- The paper presents LASER, a layer-selective rank reduction method that prunes up to 90% of weight components to enhance model reasoning.
- LASER applies singular value decomposition on specific Transformer layers, effectively denoising inputs and improving accuracy on less frequent data samples.
- Experiments confirm that LASER not only strengthens language understanding but also extends its benefits to reinforcement learning with minimal retraining.
Introduction
Transformer-based LLMs have ushered in a new era in machine learning. The Transformer architecture, initially developed for natural language processing tasks, has seen success in various other domains including computer vision and reinforcement learning. These LLMs are known for their extensive parameterization, which has historically been believed to be essential for their performance. However, researchers have discovered that significant pruning of these parameters can be performed without compromising the model's capabilities. This surprising resilience to parameter reduction has sparked interest in strategies that efficiently prune neural networks.
Layer-Selective Pruning
Recent research introduces a technique called LAyer SElective Rank reduction (LASER), which selectively removes higher-order components in the weight matrices of a trained Transformer model's specific layers. LASER operates via singular value decomposition (SVD), allowing for simplification of a model's weight matrices post-training without re-training or additional parameters. This intervention targets the weight matrices in the multi-layer perceptron (MLP) and self-attention layers of Transformer blocks. Remarkably, despite the drastic pruning, where over 90% of components can be removed, LLMs often display significant performance boosts on reasoning benchmarks. Interestingly, these boosts are not limited to language tasks, as performance gains are also observed in reinforcement learning.
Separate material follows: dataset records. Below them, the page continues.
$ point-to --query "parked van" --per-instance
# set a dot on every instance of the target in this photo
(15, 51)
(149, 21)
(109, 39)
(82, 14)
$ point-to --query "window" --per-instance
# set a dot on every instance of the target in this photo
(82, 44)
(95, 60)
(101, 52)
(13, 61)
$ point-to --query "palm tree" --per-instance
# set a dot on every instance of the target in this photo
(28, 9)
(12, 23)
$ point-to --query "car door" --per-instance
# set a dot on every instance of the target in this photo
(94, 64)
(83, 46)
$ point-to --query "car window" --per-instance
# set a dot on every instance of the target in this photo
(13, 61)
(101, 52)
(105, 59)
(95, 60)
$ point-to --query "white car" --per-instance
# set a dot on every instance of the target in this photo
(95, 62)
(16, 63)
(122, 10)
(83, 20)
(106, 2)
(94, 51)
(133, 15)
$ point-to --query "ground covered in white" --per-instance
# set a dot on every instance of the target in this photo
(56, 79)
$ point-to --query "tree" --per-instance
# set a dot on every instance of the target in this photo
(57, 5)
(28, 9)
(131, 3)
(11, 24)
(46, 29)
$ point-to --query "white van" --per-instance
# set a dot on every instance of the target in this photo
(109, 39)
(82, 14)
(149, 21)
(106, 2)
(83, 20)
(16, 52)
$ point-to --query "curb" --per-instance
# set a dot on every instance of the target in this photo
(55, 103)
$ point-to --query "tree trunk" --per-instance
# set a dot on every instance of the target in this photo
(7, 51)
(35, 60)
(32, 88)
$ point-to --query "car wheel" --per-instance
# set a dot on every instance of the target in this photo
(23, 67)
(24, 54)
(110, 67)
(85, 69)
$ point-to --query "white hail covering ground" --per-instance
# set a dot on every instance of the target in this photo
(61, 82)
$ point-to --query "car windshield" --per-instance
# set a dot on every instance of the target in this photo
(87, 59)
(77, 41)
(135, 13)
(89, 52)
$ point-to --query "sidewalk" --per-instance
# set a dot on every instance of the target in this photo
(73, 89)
Insights into LASER's Effectiveness
Experiments demonstrate that LASER's benefits predominantly manifest in samples less frequently represented in the training dataset. This suggests that the technique acts as a denoising procedure, making faintly learned facts more accessible. In addition, LASER can enhance a model's robustness to paraphrases on previously correct questions. Deepening the understanding of this phenomenon, researchers observe that after LASER, models that previously delivered high-frequency and generic responses start providing correct answers. Conversely, when looking only at the higher-order components that LASER eliminates, these often align with incorrect answers or high-frequency words. It appears that the noise from higher-order components, when combined with lower-order elements, produces an "average" answer that is more likely to be incorrect.
Broader Implications and Future Work
Extensive evaluation of LASER across several datasets and models confirms its general effectiveness in improving language understanding tasks. The researchers show that in most cases, enhancements are associated with reductions in the later layers of the model, especially in the MLP input layers. This pruning technique also shows potential outside textual domains, as demonstrated through its application to reinforcement learning agents in a decision-making task. However, the full potential and implications of LASER need further exploration, including understanding why higher-order components accumulate noisy answers and the specific conditions under which LASER excels. Moving forward, it is crucial to unravel the reasons behind the selective efficiency of layer-wise pruning and to explore broader applications and implications within various machine learning domains.